En casa de mi madre, fallecida hace muy poco, encontré entre sus papeles una caja y una carpeta con cartas prolijamente archivadas. Son las que escribí durante mis días en prisión y también muchas que ellos, mis padres, me escribieron a mí en esos diez años interminables. Las cartas que ellos mandaban eran entregadas por los guardias con los sobres abiertos, luego de haber sido aprobadas por el personal de requisa. Teníamos pocos minutos para leerlas, parados frente a ellos que a cada segundo repetían: “apuresé, apuresé”. El tiempo dependía de la mejor o peor voluntad del gendarme vigilante, pero nunca era mayor a los 3 o 4 minutos. Luego se llevaban la carta. Algunas de ellas eran devueltas a nuestros familiares y otras tiradas a la basura. Si la requisa consideraba que algún párrafo no era conveniente, el sobre nunca llegaba a nuestras manos. El criterio era arbitrario y, por supuesto, el motivo de la censura jamás se nos explicaba.

Nuestros familiares, enterados de la situación, procuraban escribir textos cortos y no incluir noticias de política o economía, porque sabían que serían vetados. Solo comentarios rutinarios acerca de la salud de los parientes, novedades de los vecinos del barrio, o cualquier otro tema que no fuera considerado “subversivo” por la dirección del penal militar de Magdalena donde estábamos alojados.

Tengo ahora en mis manos una que mi padre, el Capitán Soriani, me escribió en agosto de 1975. Una mañana muy fría y muy húmeda, típica de la zona donde estaba emplazada esa prisión, un gendarme abrió mi celda, me ordenó salir al pasillo del pabellón y, con voz de mando, gritó: “Tiene dos minutos para leerla”, mientras me daba la hoja que ahora acabo de recuperar. Sin perder un instante, nervioso y apurado como estaba comencé su lectura:

“Querido hijo:

¡Cuántos recuerdos vienen a mi memoria ante tus próximos veintidós años! Porque en estas circunstancias no puedo menos que evocar tu pasado, que es un poco nuestra vida, y a la vez, nuestro propio pasado. Y pasan por mi mente, como un torrente las imágenes de tu infancia, tus juegos, las enfermedades y los peligros corridos, tantos años de desvelos y preocupaciones que son comunes a todos los padres y que constituyen la esencia de la vida.
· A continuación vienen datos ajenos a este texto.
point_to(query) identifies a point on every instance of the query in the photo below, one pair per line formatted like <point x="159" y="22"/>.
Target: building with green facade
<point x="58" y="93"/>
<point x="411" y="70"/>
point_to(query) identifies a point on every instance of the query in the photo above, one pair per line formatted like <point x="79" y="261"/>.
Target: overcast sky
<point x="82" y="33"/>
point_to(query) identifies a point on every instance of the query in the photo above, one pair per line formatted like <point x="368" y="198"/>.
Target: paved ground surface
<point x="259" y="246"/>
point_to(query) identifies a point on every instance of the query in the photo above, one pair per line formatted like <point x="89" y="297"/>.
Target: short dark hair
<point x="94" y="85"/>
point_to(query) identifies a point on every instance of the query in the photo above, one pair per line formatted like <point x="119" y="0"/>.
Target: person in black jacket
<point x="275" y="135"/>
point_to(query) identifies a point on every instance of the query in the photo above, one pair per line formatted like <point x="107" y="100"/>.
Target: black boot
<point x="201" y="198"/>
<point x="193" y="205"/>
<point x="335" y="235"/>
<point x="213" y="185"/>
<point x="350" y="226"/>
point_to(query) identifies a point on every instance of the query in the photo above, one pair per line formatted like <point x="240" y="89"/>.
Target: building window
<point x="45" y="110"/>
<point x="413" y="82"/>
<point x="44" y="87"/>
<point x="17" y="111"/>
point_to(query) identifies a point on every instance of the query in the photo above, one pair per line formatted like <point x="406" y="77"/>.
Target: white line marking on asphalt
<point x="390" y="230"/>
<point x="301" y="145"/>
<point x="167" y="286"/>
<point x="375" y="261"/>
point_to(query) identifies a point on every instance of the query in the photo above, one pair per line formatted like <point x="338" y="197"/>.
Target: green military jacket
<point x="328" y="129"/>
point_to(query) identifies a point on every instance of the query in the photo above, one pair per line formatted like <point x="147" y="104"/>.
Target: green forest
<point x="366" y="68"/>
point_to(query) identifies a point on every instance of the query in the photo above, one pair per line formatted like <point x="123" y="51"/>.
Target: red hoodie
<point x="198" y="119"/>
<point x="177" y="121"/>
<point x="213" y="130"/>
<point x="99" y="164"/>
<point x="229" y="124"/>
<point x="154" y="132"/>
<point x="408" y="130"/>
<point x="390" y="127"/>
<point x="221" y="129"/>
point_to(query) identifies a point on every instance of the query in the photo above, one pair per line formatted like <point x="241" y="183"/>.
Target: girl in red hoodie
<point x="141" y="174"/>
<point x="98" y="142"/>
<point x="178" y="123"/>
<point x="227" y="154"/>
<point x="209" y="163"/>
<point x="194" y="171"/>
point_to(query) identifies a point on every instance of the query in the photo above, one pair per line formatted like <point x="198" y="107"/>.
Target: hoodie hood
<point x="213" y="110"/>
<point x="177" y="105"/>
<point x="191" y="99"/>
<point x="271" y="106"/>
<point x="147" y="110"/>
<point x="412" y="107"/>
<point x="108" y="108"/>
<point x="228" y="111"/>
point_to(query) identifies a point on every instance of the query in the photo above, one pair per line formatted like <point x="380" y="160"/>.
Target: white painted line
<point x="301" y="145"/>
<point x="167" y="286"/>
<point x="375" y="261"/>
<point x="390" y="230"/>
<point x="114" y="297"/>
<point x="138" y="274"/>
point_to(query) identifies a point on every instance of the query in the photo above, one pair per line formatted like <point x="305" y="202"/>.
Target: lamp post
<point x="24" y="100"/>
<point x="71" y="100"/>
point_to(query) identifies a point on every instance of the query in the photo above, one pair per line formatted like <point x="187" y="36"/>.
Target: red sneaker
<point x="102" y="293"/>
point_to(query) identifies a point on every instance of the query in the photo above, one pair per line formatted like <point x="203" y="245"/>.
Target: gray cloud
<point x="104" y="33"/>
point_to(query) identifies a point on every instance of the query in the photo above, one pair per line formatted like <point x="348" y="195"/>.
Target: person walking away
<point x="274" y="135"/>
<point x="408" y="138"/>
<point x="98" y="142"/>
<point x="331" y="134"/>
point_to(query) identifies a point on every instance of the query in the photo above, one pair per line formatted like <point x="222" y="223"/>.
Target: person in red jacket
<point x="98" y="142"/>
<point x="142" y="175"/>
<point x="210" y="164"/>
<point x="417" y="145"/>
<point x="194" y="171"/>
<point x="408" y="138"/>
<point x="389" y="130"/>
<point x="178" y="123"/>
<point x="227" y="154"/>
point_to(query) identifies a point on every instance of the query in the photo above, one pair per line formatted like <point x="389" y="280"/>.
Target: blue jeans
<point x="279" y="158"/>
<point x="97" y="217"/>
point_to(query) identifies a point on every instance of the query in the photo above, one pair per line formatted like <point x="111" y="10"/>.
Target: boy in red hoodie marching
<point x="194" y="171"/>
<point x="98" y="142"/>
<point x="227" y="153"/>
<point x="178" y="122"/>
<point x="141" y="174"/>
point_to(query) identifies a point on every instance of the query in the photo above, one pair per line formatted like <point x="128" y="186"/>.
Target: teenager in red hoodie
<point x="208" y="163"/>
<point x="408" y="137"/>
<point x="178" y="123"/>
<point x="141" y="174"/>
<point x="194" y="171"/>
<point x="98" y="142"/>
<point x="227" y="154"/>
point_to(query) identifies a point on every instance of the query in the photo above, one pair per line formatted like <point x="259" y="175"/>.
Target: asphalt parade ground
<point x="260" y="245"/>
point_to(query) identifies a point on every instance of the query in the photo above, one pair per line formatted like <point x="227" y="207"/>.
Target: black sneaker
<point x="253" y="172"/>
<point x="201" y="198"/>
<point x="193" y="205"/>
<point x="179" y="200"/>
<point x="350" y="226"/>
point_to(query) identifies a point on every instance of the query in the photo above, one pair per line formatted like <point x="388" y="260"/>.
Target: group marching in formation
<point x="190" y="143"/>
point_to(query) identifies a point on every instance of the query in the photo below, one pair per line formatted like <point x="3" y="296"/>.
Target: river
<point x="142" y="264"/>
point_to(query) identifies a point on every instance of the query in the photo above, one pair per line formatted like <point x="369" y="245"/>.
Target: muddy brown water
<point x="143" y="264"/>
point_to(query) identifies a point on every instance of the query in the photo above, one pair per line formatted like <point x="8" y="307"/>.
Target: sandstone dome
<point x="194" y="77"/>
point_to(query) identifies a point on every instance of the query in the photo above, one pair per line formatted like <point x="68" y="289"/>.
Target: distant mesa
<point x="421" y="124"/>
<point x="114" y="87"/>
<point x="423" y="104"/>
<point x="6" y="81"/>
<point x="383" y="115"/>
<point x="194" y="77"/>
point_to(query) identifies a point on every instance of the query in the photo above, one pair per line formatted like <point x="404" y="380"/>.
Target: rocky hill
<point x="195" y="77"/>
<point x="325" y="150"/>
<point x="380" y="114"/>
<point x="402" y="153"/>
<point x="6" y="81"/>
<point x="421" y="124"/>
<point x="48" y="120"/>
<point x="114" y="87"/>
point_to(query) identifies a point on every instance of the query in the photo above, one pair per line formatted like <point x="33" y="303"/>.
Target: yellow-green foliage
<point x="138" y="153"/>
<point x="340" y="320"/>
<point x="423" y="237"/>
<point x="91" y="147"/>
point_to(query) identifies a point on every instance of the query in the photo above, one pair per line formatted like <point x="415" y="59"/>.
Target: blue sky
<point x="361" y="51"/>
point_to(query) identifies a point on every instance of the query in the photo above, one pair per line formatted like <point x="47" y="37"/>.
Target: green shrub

Yo ya no puedo detener esos recuerdos porque se me han escapado de las manos para convertirse en pasado; bien podrá suceder que lo futuro no me traiga nada que sea hermoso ni digno, en cambio lo que ha sucedido me pertenece y la memoria, como un tamiz, trasmuta y hermosea todo lo que vemos en la lejanía del ayer.

Yo espero que superes tus actuales dificultades porque debes saber que ellas no son espasmódicas, las dificultades son crónicas, no una injusta y caprichosa interrupción del proceso normal de la vida. Las dificultades son la vida misma”

Hasta aquí llegó mi lectura aquella mañana de agosto. Al sargento de gendarmería le pareció que ya había tenido tiempo suficiente y me arrancó la hoja de las manos, me empujó adentro de la celda y, mientras cerraba el candado de la pesada puerta, me dijo con una carcajada: “Que tenga un feliz cumpleaños”.

Me senté en el suelo, y alcé mi jarro de metal con agua para brindar por mi viejo, que había llegado hasta mí justo el día de mi primer cumpleaños como preso político.

Luego vendrían nueve más, pero ése, por ser el primero, tenía un especial significado. Las palabras del Capitán Soriani, aún sin poder terminarlas de leer, fueron una caricia que me ayudaba a vencer la soledad y la oscuridad del encierro.

Cuarenta y seis años después, sentado en el sillón preferido de mi padre en nuestra casa de Almagro, encuentro la misma hoja que me fue arrancada aquella mañana en el Penal de Magdalena y la termino de leer sin nadie que me apure, mientras el sol cae tiñendo todo el living de rojo:

“Tal vez seas afortunado en sufrir desengaños temprano en tu existencia, porque aprenderás a restablecerte y empezar de nuevo. La esperanza es en sí misma una forma de felicidad y quizás la principal que pueda encontrarse en el mundo.

La vida va creándose y evolucionando a tu alrededor, acompañando tus acciones y alumbrando tu camino.

Que estas reflexiones iluminen tu día de nuevas esperanzas para un futuro promisorio, te desea fervientemente tu padre, para quien tanto significas en la vida”.

Vuelvo a leer el último párrafo, doblo la hoja y la guardo para llevarla conmigo. Salgo y cruzo la calle hasta La Orquídea, el bar de la esquina donde el Capitán y yo tomamos una cerveza por mi cumpleaños 32.

Ya es de noche y el rompecabezas terminó de armarse.